86年、宇野(右)とともに写真に納まるゲーリー


 趣味は天体観測で星を眺めること。「キャンプのときなんか、谷沢と一緒にハレーすい星を見るために、夜遅くまで望遠鏡をのぞいたよ」と笑う『週刊ベースボール』86年6月9日号掲載の斬り込みインタビューでは、日本で衝撃を受けた投手や球場事情について饒舌に語っている。

「(広島の)津田のファスト・ボールはエクセプショナル(例外的)だよ。大リーグでもあのスピードは、指折りだと思うね」

「おととし、ルイビル(当時のカージナルス傘下3A)で29本ホームランを打ったんだけど、このとき本拠地にしていた球場が両翼302フィート(約92メートル)と日本の球場並みの広さだったんだ。ところが、フェンスが18フィート(約5.5メートル)もあってね、ボクの打ったライン・ドライブが、この高いフェンスに当たって跳ね返ってね、二塁打が多かったんだ。日本では、球場は確かに狭いけど、フェンスも横浜スタジアムを除いて、大体低いだろう。だから、(打球がスタンドに)入っちゃうんだと思うな」

 異国の地での地下鉄の乗り方やうまいレストランを教えてくれたという、兄のデーブ・レーシッチも広島でプレー経験があったが、日本野球に適応できず1年で退団。自身も31歳までアメリカであがいたが、大リーグではわずか3本塁打と結果を残せなかった。野球で稼ぐなら、もう日本で長く活躍するしかない。ちなみに当時のドル建てで給料を受け取る外国人選手たちは、85年9月のプラザ合意後はとにかく急速な円高に悩まされていた。ゲーリーも契約時点では1ドル=217円だったのが、数か月後には160円台の円高ドル安に。なんと毎月約80万円もの差額を被っていた。好景気に突入していく円高差益還元のニッポンにいながら、節約生活を強いられる昭和末期助っ人のリアルである。

 前半戦はランディ・バースと本塁打王争いを繰り広げ、6月下旬にはお互い20本のトップで並ぶほどの勢いだった。だが、チームは不振で7月5日に山内監督が解任。高木守道コーチが監督代理を務めたが、最終成績は5位に終わる。そんな中、ひとり気を吐き、巨人の原辰徳と並んでセ3位タイの36本塁打を放った背番号4は中日の数少ない明るい話題だった。

「ナゴヤは第二のふるさと」


88年、記者の取材を受けるゲーリー


 そして、星野仙一新監督を迎え、ロッテとの大型トレードで落合博満を獲得する動乱のストーブリーグを経て、87年シーズンがスタート。ゲーリーはその落合の“神主打法”を見た瞬間に「このバッティングだ!」と、自らの打撃フォームも“オチアイセンセイ”を参考に変えた。結果、終盤に離脱して規定不足ながらも前年の打率.251から.317へとアベレージを上げ、24本塁打を記録。前年リーグ最多の105三振だったのが、51三振に激減させた。『ミスター・ベースボール』のトム・セレックばりのダンディなヒゲ面や赤いリストバンドもすっかりさまになり、外野から一塁へ回ると、「三番・一塁」で落合や宇野勝とクリーンアップを組み、強竜打線は12球団トップの168本塁打を放った。

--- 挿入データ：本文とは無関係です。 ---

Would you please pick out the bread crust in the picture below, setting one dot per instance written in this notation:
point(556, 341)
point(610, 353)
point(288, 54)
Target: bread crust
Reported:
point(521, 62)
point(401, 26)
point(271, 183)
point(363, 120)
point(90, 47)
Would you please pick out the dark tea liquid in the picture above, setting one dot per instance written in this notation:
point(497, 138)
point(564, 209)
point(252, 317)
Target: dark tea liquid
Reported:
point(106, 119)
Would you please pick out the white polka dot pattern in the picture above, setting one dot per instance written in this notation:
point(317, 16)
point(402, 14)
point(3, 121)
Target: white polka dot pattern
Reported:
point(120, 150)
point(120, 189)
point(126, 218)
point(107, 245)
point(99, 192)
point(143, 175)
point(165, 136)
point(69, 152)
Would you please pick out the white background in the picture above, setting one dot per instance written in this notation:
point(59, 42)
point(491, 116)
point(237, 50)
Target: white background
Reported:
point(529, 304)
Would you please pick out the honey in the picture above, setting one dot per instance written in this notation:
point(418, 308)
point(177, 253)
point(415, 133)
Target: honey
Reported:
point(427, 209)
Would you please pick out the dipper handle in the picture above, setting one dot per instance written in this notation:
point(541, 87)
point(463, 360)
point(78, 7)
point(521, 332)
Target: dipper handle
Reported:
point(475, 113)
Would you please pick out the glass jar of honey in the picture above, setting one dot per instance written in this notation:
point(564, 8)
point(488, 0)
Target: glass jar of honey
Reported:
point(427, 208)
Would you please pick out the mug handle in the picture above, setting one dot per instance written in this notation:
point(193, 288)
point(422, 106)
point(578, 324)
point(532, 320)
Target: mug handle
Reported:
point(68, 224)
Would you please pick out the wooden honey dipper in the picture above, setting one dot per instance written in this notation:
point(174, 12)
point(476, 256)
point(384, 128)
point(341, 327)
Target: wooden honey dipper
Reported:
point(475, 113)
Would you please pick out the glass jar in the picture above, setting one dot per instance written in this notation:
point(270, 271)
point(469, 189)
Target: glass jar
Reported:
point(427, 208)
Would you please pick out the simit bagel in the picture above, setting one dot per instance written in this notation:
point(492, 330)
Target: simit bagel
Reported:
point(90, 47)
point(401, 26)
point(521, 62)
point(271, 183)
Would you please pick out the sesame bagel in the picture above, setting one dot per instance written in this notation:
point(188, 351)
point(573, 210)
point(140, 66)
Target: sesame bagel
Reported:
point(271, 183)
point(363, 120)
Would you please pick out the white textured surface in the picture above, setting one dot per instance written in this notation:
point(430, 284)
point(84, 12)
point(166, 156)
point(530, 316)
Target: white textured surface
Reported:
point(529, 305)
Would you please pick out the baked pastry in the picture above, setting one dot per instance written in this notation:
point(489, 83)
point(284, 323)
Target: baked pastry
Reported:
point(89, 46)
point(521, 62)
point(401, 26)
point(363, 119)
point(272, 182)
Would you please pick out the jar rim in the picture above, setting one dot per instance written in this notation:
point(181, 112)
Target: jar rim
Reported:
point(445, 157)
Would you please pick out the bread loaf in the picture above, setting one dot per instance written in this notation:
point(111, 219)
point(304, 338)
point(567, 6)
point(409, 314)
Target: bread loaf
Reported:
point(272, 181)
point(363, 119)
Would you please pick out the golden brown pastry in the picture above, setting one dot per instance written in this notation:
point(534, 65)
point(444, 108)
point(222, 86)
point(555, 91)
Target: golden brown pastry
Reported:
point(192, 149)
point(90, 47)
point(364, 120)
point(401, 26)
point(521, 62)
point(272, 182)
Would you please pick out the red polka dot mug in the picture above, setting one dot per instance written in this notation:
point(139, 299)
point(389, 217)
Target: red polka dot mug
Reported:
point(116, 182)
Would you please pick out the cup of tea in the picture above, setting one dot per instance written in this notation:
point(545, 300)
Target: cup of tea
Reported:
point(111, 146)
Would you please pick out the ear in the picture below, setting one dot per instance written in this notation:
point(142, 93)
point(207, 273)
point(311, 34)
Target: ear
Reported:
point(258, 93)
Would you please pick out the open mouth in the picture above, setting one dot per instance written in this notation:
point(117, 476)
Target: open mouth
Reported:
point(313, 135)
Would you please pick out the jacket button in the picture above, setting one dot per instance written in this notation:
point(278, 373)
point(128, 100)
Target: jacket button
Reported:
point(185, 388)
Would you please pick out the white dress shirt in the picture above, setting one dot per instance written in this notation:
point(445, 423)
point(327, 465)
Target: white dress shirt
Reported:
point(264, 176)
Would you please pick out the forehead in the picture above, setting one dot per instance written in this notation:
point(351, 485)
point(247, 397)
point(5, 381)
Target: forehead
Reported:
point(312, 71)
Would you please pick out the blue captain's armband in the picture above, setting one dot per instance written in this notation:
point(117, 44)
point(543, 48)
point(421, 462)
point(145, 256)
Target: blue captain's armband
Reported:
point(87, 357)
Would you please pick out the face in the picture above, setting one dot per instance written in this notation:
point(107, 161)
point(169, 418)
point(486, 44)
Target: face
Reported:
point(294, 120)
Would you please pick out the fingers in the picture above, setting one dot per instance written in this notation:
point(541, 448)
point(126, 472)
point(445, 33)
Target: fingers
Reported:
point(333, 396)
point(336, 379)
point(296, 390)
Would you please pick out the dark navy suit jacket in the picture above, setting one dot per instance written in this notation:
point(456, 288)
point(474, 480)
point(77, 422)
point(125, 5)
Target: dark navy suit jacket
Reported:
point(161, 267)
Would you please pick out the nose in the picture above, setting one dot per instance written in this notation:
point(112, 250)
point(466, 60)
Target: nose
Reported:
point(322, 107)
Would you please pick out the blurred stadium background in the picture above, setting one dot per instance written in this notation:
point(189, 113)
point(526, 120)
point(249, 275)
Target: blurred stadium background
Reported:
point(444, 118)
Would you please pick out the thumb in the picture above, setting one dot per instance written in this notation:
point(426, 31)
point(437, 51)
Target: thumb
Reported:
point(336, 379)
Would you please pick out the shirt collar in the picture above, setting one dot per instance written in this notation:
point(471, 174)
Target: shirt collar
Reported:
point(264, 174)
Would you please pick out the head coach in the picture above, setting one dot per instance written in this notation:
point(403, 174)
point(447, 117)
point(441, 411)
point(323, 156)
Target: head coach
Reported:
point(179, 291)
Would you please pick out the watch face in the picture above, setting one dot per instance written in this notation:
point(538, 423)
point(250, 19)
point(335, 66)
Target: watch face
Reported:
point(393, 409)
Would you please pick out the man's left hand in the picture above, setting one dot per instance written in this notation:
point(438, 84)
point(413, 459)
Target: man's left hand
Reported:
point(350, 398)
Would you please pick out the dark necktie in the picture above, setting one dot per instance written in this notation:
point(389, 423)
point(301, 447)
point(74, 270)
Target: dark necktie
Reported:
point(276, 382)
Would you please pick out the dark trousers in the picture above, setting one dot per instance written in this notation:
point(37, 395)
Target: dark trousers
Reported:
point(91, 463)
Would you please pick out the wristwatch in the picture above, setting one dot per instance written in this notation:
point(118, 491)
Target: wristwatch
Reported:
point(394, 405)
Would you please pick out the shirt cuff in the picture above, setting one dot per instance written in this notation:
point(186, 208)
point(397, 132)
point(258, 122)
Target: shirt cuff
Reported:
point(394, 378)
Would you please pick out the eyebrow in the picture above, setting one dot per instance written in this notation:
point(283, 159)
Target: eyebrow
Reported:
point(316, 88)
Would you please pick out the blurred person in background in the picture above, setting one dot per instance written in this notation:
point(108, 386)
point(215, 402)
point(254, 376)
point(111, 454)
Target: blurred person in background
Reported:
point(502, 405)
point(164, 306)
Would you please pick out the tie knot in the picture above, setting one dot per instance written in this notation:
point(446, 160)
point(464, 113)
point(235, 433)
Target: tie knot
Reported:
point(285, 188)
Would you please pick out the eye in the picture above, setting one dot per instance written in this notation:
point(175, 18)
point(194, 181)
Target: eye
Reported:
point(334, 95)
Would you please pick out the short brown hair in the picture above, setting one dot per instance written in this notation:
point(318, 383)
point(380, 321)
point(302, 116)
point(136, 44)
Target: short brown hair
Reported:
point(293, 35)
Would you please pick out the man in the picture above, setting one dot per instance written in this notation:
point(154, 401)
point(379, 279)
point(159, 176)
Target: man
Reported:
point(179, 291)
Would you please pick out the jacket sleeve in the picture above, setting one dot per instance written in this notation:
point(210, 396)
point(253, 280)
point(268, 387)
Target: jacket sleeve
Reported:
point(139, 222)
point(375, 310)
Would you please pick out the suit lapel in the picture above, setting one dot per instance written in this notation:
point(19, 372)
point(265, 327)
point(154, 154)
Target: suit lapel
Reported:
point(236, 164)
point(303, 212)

 週べ87年7月20日号では番記者が選ぶ週間MVPに選出。6月25日の広島戦で腹痛を抱えながらも出場して、初回に15号ホーマーで今季7個目の勝利打点をマーク。「下痢でもホームランのゲーリー選手に乾杯!」となんだかよく分からないギャグでエールを送られる真面目助っ人であった。名古屋市内で見かけた破魔矢を気に入り、買い求めて自室に飾るなど公私とも日本に適応していく優良助っ人。しかし、だ。皮肉なことに、確実性が上がると同時に打球角度は下がり、迫力と長打力が年々失われていく。

 3年目の88年シーズンは、落合の三塁から一塁転向にともない再び外野へ。その不調のオレ竜に代わり2カ月近く四番を任されるも、打率.293、16本塁打、53打点(ホームラン数は自己ワーストも25二塁打は前年より倍増)。結局、「ナゴヤはボクの第二のふるさと。来年とはいわない。5年も10年も中日でプレーしたいよ」という本人の願いかなわず、星野中日V1を置きみやげに34歳で日本を去った。当時四番ゲーリーと抑えの郭源治は外せないため、第三の外国人として二軍待機を余儀なくされ、シーズン中に近鉄へ移籍したのが、あのラルフ・ブライアントである。

 なお、山本リンダのヒット曲『狙いうち』が原曲のゲーリー応援歌は、のちにチームのチャンステーマとして使用されるほどファンから愛されたが、実はゲーリーの妻の名前は「リンダ」だったという。